Analytics

How To Rebuild Cloudera’s Spark

As a followup to the post How to upgrade Spark on CDH5.5, I will show you how to get a build environment up and running with a CentOS 7 virtual machine running via Vagrant and Virtual Box. This will allow for the quick build or rebuild of Cloudera’s version of Apache Spark from https://github.com/cloudera/spark.

Why?

You may want to rebuild Cloudera’s Spark in the event that you want to add functionality that was not compiled in by default. The Thriftserver and SparkR are two things that Cloudera does not ship (nor support), so if you are looking for these things, these instructions will help.

Using a disposable virtual machine will allow for a repeatable build and will keep your workstation computing environment clean of all the bits that may get installed.

Requirements

You will need Internet access during the installation and compilation of the Spark software.

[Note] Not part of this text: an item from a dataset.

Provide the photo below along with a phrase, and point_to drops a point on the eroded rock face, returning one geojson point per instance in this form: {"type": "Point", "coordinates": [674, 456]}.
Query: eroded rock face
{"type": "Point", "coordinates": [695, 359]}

Make sure that you have the following software installed on your local workstation:

Installation of these components are documented at their respective links.

Get Started

Clone the vagrant-sparkbuilder git repository to your local workstation:

git clone https://github.com/teamclairvoyant/vagrant-sparkbuilder.git
cd vagrant-sparkbuilder

Start the Vagrant instance that comes with the vagrant-sparkbuilder repository. This will boot a CentOS 7 virtual machine, install the Puppet agent, and instruct Puppet to configure the virtual machine with Oracle Java and the Cloudera Spark git repository. Then it will log you in to the virtual machine.

vagrant up
vagrant ssh

Inside the virtual machine, change to the spark directory:

cd spark

The automation has already checked out the branch/tag that corresponds to the target CDH version (presently defaulting to cdh5.7.0-release). Now you just need to build Spark with the Hive Thriftserver while excluding dependencies that are shipped as part of CDH. The key options in this example are the -Phive -Phive-thriftserver. Expect the compilation to take 20-30 minutes depending upon your Internet speed and workstation CPU and disk speed.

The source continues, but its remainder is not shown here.